Using panel data covering 126 low- and middle-income countries over 1960-2017, we find that sustained positive temperature deviations from their historical norms have a non-linear negative effect on economic growth and growth per capita. A sustained 1°C temperature increase lowers real GDP per capita annual growth by 0.74–1.52 percentage points, irrespective of levels of development. We also find that temperature rise affects the households’ intertemporal trade-off between consumption and investment, since the share of private consumption in total value-added increases while the share of investment declines. A sectoral decomposition shows that the share of industrial value-added also declines. While the share of agricultural value-added increases, agricultural output and productivity declines. Taken together, our results suggest that global warming will reinforce development traps, hindering further adaptation to climate change, particularly in the countries with the lowest levels of income given their lower resilience and higher socioeconomic vulnerability.
Climate change is one of the global challenges of our time. Its growing and global environmental and socio-economic impacts weigh significantly on the current international agenda and on national policymaking. Its impact may however vary significantly according to the level of economic development, with low- and middle-income countries bearing a disproportionate cost as they are affected by more rapid pace of climate change, including temperature rise, even though they have contributed only marginally to global carbon flows and stocks. They must therefore make substantial adaptation efforts, while contributing to mitigation, which may imply different priorities between mitigation and adaptation policies, in particular using policy toolkits that favor rapid economic growth. This is to ensure economic convergence with developed countries and help reaching Sustainable Development Goals. These policy dilemmas and the risk of collective action failures arising from differences in development levels were recognized by the 2015 Paris Climate Agreement, which includes annual transfer commitments from advanced economies to developing countries amounting to 100 billion US dollars.
The recent and rapidly growing literature that links temperatures and precipitations to output growth already points to a negative effect on economic growth in the vast majority of both developed and developing countries (Dell et al., 2012, 2014, Acevedo et al., 2020, Kahn et al., 2019), with possible accelerating and cumulative non-linear effects (Burke et al., 2015b). Because of the distinct characteristics of developing countries (higher demographic growth, lower levels of development and resilience, lower institutional quality), the impact of climate on economic growth (or development, proxied by GDP per capita) may however differ from that in high-income countries both in terms of scope and transmission mechanisms.
Using panel data of 126 low- and middle-income countries over 1960-2017, we find that sustained positive temperature deviations from their historical norms have a negative effect on economic growth and growth per capita, and that this effect is non-linear and accelerates as temperatures rise. A sustained 1°C temperature increase lowers real GDP per capita annual growth by 0.74 to 1.52 percentage points, irrespective of levels of development.

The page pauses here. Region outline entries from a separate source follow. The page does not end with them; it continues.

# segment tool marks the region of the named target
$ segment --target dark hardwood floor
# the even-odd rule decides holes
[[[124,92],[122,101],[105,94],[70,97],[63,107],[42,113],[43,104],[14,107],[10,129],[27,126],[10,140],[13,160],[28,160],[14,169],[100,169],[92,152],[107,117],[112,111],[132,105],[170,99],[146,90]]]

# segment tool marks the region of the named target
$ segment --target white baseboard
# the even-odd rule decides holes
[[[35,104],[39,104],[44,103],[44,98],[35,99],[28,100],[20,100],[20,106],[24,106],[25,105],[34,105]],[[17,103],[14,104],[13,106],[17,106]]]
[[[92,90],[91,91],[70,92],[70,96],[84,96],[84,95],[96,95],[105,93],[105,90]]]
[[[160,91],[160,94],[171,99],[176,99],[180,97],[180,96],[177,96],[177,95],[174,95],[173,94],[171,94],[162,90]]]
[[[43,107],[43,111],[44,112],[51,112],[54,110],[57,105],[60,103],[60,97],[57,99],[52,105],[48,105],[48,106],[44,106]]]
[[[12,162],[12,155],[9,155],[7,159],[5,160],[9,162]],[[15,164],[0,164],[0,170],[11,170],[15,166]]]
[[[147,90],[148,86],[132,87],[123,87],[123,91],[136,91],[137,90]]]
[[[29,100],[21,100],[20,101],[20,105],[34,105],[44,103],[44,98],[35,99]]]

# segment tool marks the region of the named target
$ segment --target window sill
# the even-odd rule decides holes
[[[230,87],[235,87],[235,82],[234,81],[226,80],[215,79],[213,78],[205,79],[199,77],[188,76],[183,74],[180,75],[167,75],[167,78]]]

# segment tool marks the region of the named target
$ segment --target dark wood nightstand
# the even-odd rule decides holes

We also find that global warming increases the relative share of private consumption at the expense of investment, possibly reflecting more binding subsistence requirements in a context of declining output and potential output, leading to increased development gaps. The share of the agricultural value-added in GDP increases at the expense of industrial value-added, despite a decline in agricultural output growth, leading to a potential reinforcement of the “food problem”: lower income countries need to dedicate a higher share of their resources to food production in order to meet their subsistence requirements. Both the sectoral and the demand decomposition of GDP indicate a shift towards short-term gains at the cost of economic diversification and future prosperity.
Global warming constitutes a development trap that threatens the gains in living standards, particularly since the beginning of the 21st Century. It requires even greater adaptation efforts in developing countries, particularly in the countries with the lowest levels of income given their lower resilience and higher socioeconomic vulnerability.